En 2016, il y a l’ouverture du local fasciste Le Menhir [2]. et j’ai participé à la fondation du Pavé Brûlant. C’est aussi dans ses années où beaucoup de choses changent dans ma vie, maternité, travail, etc. J’ai milité jusqu’à ce que se crée l’OAB [3], en 2021.
F : De mon coté j’ai commencé à zoner en concert, en manif, au stade. Je ne me dirigeait pas vraiment vers une tendance politique à la base, on avait simplement une culture de perpétuation de ce qu’avaient fait les anciens, c’est-à-dire dégager les fafs pour faire en sorte que les rues soient cleans. Puis, avec des potes du stade et quelques autres politisés on a monté le Collectif Antifa. Cette période a duré 5 ans environ, on était, il faut le dire, pas très ouverts, avec toujours la même vingtaine de personnes. On a organisé de nombreux concerts et des soirées. On traînait pas mal dans la rue et on faisait le lien avec les gens du stade pour mettre un coup de poing quand c’était nécessaire. Après ça, je me suis globalement mis en retrait des groupes politiques.

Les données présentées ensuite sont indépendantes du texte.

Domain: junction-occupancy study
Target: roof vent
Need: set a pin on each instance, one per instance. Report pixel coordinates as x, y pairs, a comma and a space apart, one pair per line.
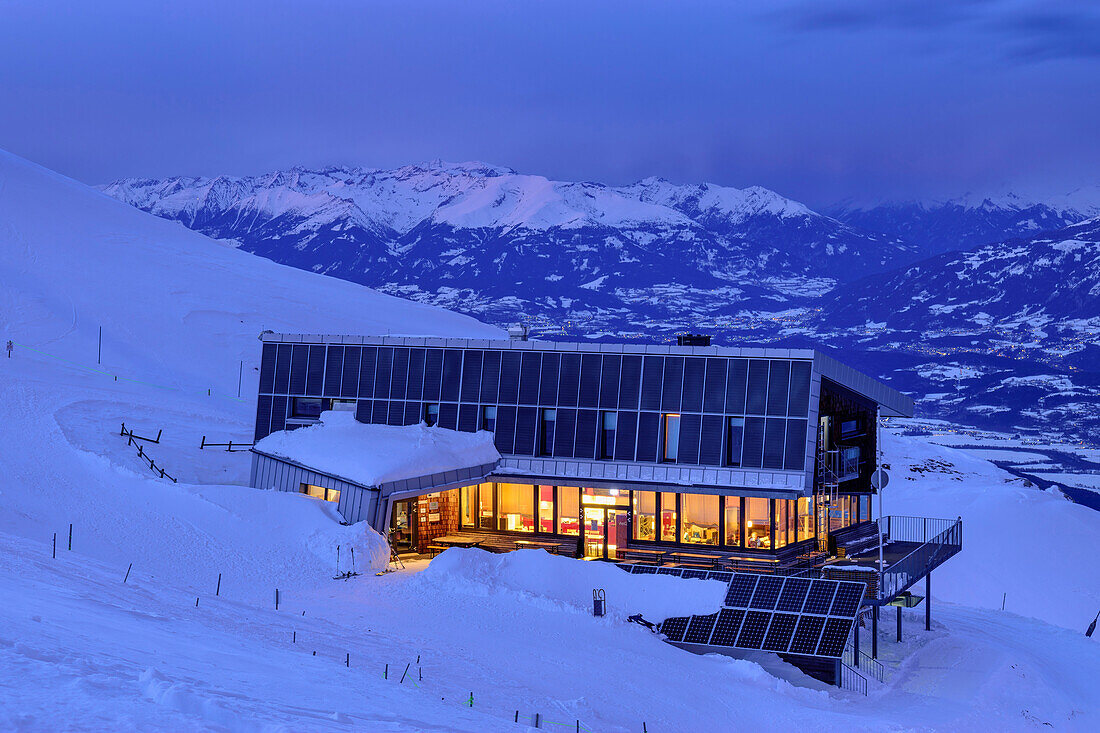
693, 339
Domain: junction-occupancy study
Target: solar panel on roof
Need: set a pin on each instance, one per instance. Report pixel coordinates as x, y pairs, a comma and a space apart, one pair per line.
848, 595
780, 632
793, 595
729, 624
821, 597
674, 627
767, 592
740, 589
806, 635
752, 630
699, 630
834, 637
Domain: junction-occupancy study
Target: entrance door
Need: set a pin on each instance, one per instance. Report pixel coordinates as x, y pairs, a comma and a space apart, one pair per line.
605, 532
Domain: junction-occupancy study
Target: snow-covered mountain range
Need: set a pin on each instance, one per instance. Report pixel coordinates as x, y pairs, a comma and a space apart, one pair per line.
503, 244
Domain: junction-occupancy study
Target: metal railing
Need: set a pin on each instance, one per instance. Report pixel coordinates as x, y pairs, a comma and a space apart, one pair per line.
851, 680
932, 551
864, 663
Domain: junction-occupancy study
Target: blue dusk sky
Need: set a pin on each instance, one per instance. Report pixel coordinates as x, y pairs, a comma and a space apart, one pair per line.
821, 100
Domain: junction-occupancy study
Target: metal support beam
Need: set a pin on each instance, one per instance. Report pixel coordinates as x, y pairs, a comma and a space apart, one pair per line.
875, 632
927, 601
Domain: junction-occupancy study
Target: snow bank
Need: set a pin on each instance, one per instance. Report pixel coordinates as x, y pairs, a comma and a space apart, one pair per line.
372, 455
570, 582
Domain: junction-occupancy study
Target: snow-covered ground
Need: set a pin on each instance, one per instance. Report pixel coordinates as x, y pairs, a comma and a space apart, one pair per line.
81, 649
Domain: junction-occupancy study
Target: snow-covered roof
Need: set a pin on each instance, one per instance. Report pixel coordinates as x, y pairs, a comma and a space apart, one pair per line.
375, 455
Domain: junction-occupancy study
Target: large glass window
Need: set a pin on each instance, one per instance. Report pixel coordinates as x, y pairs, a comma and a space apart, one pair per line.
733, 512
780, 522
485, 506
515, 506
547, 431
645, 515
607, 425
569, 511
671, 438
668, 517
488, 418
699, 518
757, 523
469, 505
546, 509
805, 517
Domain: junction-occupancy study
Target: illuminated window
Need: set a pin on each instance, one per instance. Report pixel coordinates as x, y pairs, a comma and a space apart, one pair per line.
645, 515
319, 492
757, 523
515, 506
569, 511
733, 521
546, 509
699, 520
671, 438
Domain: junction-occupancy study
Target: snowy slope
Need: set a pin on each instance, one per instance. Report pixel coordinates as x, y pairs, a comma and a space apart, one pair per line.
79, 649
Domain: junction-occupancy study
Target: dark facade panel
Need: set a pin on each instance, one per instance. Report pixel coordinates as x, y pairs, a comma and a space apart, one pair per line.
799, 404
415, 390
564, 433
736, 385
626, 435
491, 378
585, 446
471, 375
299, 360
548, 381
773, 445
529, 372
690, 425
432, 374
795, 452
673, 383
468, 418
648, 429
509, 378
333, 370
315, 371
505, 428
779, 380
630, 383
449, 415
526, 428
399, 375
383, 369
752, 449
590, 381
757, 396
569, 383
349, 379
267, 369
711, 439
452, 373
714, 385
609, 382
370, 359
694, 371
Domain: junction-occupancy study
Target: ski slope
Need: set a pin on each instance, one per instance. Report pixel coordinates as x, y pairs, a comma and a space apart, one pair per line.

Aujourd’hui, Bordeaux est une ville assez épargnée en terme d’activité fasciste par rapport à Lyon ou ailleurs, est ce que vous-voulez parler du travail mené par les générations précédentes pour dégager les fafs ?

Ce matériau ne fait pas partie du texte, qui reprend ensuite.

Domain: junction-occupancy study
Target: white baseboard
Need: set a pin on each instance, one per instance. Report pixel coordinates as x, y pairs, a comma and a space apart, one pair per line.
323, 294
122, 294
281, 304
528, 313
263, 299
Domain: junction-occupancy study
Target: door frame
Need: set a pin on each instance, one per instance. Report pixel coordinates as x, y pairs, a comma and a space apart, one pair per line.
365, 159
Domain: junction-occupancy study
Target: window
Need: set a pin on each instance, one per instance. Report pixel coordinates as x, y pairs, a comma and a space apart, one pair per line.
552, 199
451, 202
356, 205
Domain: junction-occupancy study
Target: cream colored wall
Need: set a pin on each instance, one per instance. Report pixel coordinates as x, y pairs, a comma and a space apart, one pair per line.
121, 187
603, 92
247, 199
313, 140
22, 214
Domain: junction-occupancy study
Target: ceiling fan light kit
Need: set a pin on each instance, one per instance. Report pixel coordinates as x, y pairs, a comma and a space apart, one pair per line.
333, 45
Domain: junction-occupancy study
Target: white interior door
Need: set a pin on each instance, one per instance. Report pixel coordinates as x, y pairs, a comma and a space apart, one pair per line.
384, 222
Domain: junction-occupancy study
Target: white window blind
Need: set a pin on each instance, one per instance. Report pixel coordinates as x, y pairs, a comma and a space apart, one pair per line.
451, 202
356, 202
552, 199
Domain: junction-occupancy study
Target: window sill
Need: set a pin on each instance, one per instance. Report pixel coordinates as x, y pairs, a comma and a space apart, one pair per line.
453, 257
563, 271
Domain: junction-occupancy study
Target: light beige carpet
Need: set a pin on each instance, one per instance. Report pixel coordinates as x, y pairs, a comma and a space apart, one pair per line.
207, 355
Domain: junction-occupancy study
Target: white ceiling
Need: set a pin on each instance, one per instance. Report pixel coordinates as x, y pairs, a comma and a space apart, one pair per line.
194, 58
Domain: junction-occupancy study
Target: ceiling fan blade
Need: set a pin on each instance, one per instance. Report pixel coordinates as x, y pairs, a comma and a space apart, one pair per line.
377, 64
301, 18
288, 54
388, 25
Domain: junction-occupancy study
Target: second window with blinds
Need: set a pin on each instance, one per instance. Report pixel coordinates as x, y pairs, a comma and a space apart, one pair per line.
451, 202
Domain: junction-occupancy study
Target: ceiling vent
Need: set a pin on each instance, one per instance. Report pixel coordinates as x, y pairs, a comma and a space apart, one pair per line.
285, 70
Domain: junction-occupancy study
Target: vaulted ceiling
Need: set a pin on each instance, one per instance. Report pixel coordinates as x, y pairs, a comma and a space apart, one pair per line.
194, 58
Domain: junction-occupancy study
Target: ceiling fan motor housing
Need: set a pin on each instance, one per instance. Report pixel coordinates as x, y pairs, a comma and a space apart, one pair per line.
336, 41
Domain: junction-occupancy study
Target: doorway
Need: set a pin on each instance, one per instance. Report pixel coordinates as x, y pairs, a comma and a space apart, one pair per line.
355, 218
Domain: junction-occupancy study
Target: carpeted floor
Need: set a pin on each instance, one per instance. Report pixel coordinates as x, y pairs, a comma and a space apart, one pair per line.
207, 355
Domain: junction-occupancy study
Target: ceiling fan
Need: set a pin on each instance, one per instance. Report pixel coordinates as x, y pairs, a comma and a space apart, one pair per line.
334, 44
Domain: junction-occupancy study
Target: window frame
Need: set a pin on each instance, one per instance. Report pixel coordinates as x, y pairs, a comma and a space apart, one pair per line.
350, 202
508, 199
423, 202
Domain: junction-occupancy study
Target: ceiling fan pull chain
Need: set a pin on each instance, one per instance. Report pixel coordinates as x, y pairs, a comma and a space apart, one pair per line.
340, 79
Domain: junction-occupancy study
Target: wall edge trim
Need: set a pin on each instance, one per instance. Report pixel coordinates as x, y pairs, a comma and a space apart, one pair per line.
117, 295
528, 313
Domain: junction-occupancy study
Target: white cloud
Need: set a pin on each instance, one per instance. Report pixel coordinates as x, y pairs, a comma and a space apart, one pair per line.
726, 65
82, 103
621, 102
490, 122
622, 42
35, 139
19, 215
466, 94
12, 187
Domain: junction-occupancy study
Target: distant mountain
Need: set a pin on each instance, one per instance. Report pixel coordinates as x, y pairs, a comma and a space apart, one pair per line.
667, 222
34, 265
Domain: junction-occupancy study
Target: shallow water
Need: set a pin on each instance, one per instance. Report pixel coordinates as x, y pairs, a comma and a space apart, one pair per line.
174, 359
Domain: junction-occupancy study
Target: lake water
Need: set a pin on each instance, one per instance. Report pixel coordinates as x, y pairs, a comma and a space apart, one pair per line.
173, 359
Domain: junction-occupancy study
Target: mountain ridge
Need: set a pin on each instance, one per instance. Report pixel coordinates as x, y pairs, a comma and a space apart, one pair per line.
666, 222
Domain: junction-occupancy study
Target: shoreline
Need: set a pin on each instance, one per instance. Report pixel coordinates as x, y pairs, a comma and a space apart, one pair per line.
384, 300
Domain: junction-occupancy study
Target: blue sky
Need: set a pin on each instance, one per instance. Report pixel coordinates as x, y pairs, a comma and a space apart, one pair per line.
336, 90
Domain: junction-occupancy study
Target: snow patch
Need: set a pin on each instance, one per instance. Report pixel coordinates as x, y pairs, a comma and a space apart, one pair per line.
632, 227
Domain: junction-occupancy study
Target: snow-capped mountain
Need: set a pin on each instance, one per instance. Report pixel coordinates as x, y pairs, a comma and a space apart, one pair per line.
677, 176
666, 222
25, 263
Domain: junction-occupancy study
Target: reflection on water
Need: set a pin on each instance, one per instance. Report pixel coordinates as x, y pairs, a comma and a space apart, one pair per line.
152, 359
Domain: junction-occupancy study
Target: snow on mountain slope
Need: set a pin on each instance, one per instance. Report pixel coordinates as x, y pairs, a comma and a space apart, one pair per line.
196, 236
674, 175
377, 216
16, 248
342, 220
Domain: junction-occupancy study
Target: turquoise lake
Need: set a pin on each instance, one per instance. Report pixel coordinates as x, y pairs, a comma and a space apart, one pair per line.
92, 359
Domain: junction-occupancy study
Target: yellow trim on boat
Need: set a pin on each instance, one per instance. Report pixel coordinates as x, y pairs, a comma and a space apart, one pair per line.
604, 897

F : A l’époque, il y avait des gens pour se battre et imposer un rapport de force, je pense par exemple à la BRS (Burdigala Red Scarla). Grâce à ça, puis ensuite grâce au Collectif Antifa, on peut aujourd’hui être plus tranquilles dans la rue pour ce qui est des fafs, il faut que ça continue évidemment.
Le revers de la médaille c’est que tout cela a créé une culture de la force mascu du milieu antifa et dont l’image s’est perpétuée, alors qu’aujourd’hui si il y a une, voire deux bagarres dans l’année, c’est énorme.

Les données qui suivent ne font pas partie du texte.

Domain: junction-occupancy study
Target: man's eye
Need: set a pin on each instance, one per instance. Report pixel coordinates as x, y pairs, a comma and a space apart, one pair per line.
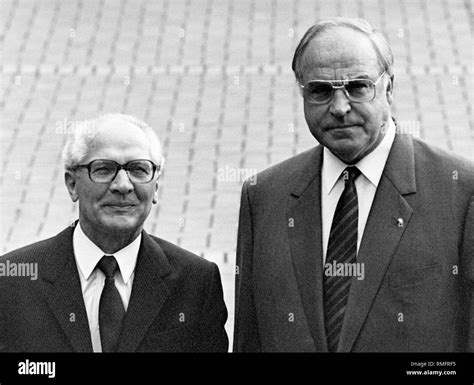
139, 170
320, 88
102, 170
357, 86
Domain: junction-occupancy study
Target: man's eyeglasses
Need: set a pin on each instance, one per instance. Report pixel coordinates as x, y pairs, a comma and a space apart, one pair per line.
105, 171
356, 90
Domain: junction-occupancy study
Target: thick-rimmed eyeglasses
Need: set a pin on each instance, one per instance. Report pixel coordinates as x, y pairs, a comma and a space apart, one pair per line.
356, 90
105, 171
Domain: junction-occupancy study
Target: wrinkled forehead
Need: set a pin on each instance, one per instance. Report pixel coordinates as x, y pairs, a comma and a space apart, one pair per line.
119, 140
339, 53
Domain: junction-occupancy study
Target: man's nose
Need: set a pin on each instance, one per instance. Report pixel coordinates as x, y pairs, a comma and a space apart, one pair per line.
122, 183
340, 104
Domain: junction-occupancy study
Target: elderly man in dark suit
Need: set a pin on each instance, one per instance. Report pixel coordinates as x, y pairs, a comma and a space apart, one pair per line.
104, 284
364, 242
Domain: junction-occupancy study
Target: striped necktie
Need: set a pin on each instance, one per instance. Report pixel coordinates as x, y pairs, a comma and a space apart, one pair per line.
342, 248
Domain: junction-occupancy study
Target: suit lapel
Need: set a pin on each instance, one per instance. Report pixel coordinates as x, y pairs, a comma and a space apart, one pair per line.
64, 294
387, 221
306, 245
149, 292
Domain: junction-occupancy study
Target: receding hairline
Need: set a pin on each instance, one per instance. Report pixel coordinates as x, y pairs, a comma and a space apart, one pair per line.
77, 147
325, 36
145, 129
378, 42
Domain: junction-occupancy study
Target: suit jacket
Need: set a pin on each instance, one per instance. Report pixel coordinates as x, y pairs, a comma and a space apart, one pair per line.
176, 304
417, 294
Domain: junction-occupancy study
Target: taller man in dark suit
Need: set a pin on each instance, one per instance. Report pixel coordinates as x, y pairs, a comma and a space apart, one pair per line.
364, 242
104, 284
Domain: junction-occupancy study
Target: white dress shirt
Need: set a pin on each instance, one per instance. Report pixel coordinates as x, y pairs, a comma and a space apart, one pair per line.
332, 185
87, 255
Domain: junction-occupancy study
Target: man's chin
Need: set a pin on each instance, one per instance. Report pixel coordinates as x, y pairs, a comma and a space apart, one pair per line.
118, 225
346, 152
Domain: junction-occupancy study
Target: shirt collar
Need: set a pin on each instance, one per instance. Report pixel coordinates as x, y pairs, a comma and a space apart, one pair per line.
371, 166
88, 254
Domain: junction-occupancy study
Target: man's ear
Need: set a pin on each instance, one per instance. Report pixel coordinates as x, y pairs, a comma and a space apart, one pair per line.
70, 181
155, 193
389, 90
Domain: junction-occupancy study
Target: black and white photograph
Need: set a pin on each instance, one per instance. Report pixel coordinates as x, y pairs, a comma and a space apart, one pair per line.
237, 183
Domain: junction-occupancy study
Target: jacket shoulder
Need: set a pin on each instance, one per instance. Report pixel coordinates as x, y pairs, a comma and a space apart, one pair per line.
35, 251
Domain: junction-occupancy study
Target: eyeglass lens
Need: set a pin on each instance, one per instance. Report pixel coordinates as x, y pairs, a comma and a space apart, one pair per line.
321, 91
104, 171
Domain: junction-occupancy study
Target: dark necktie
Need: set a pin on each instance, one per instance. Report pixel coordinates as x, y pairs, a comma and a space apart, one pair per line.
342, 248
111, 309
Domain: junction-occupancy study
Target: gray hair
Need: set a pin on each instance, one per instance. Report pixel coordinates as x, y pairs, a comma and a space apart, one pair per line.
381, 47
83, 133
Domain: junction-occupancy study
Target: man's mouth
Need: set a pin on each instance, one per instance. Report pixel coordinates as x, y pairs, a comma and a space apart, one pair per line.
119, 205
345, 127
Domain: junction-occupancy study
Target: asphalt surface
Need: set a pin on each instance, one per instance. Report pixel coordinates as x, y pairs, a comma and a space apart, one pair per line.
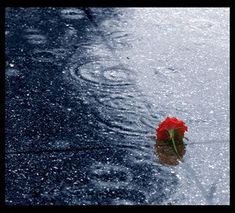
85, 90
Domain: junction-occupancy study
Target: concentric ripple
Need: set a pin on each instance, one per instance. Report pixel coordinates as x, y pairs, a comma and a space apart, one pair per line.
106, 73
106, 175
124, 122
121, 101
36, 38
72, 13
49, 55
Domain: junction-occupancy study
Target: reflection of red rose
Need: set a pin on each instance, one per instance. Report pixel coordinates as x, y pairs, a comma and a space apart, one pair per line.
171, 124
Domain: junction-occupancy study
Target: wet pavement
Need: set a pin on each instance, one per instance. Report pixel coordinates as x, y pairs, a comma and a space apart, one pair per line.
85, 90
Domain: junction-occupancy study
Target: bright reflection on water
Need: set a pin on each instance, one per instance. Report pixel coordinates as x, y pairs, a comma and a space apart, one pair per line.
97, 84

C : Moi qui ait commencé à militer à Bordeaux jeune, on t’expliquait que les vieux antifas avaient fait le travail à Bordeaux.
F : Maintenant qu’on a dit ça, il faut pas se relâcher pour autant et penser qu’il n’y a plus rien à faire. C’est important qu’il y ait des groupes qui restent hyper déter et actifs car aujourd’hui on n’a pas seulement des bandes de fafs à gérer mais aussi un État de plus en plus autoritaire qui met en place des mesures d’extrême-droite.
On a parlé du Collectif Antifa, est ce que vous pourriez développer un peu ? En quoi consistait ce groupe, ses lignes politiques, les volontés d’actions.
F : Né en 2011, c’était à la base 80 % de gens affiliés au stade, très peu de gens qui étaient dans des orgas politiques avant. C’est pour ça que je disais que c’était pas très ouvert. En fait, si la démarche était politique, elle n’était pas militante au sens de vouloir recruter. En réalité, comme les gens étaient déjà dans un groupe de supporters, il n’avait pas forcément l’énergie ou la volonté de construire quelque chose de très politisé. C’était vraiment une bande pour aller dans la rue et la tenir, même si ça arrivait de bouger en manif et d’organiser des concerts.
C : Cette différence dans l’approche militante, on l’a vu d’ailleurs après dans des réunions à l’Athénée contre l’ouverture du Menhir. L’urgence était à prendre la rue, bouger à plusieurs, aller chercher des infos de terrain et pas forcément à faire des textes d’appel pour ceci ou cela et le Collectif Antifa n’était pas toujours entendu. Cependant, cette initiative collective a été une première qui nous a servi d’exemple pour la création du Pavé, un peu plus tard.
F : Sur l’image que renvoyait le groupe, c’est aussi que ça mobilisait fort au sein des Ultras. Il y avait 70-80 personnes qui pouvaient se ramener lorsque c’était nécessaire donc, forcément, ça créait une dynamique.
Après, ça a fini par s’arrêter autour de 2016 parce que l’unique raison de se mobiliser c’était d’aller dans la rue et rien de plus. C’était une vision différente d’un militantisme un peu froid qui veut pas trop prendre de risques, là, on était sur quelque chose à l’inverse où ça osait se taper lorsque c’était nécessaire et au final les gens ont fini par beaucoup s’appuyer dessus, par défaut.